From the Barnes and Noble in Union Sq:

  1. Kobo Abe – The Woman in the Dunes
  2. J.G. Ballard – Cocaine Nights (I can’t find High-Rise in any bookstore in NYC, I don’t know why)
  3. J.G. Ballard – Running Wild
  4. Shirley Jackson – We Have Always Lived in the Castle (I’m halfway through it after my 1.5-hour rush hour trip back home on the bus).

Art-related expenditures:

One (1) : 10x10x2″ canvas
Two (2) : Tubes of oil paint. Cadmium Red Hue, Cadmium Orange

Tonight I shall go to Bootie and to Mondo.

This afternoon, I went with Jonathan and a few of his friends to lunch at L’Ecole, the restaurant of the French Culinary Institute in NYC. Our three-course lunch ended up being two hours of fantastic food and awesome company.

I have a thousand things to do this weekend. Must study hard for my massive Spanish test Monday. Must do a bunch of stuff for the magazine to make actual money. That’s what I’ll be doing Saturday and Sunday.

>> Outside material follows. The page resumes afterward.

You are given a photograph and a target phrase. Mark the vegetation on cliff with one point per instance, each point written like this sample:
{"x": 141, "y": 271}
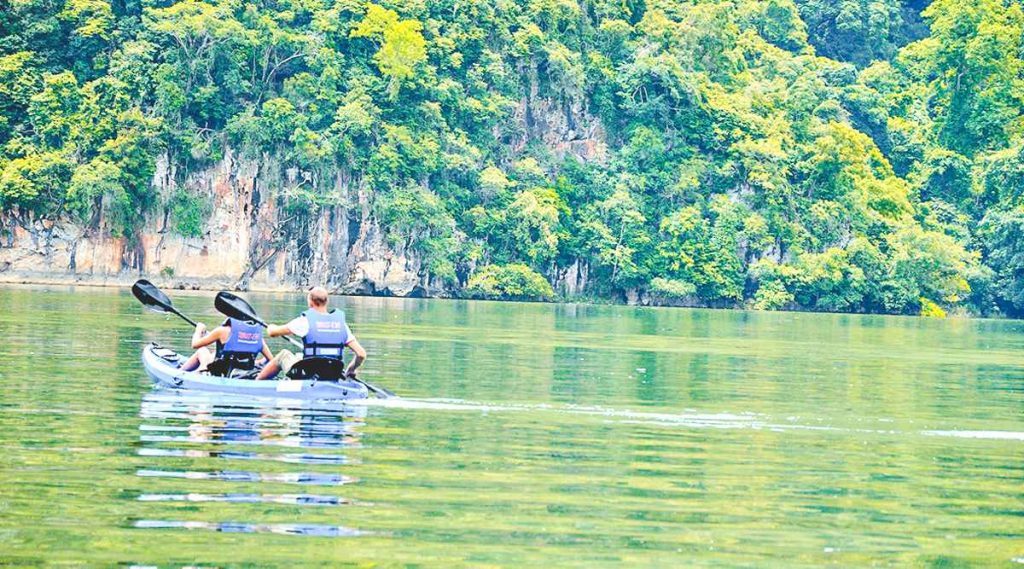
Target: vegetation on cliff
{"x": 852, "y": 155}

I want to finish some paintings so I can take them to my dorm room. The place is like a tomb with nothing on the walls.

I’m thinking that this collection of Haydn’s symphonies will inspire me to do actual work, but that’s probably not going to happen. I take the bus in two hours, which isn’t enough to get anything real done, although it’s totally enough time to finish We Have Always Lived in the Castle.

PS: I decided last night that for my short story I’m going to write about the day we took my grandma to the home.

PPS: I adored this passage from We Have Always Lived in the Castle:

When Jim Donell thought of something to say he said it as often and in as many ways as possible, perhaps because he had very few ideas and had to wring each one dry.

This passage reminded me of Crescent City:

All of the village was of a piece, a time, and a style; it was as though the people needed the ugliness of the village, and fed on it. The houses and the stores seemed to have been set up in contenptuous haste to provide shelter for the drab and the unpleasant.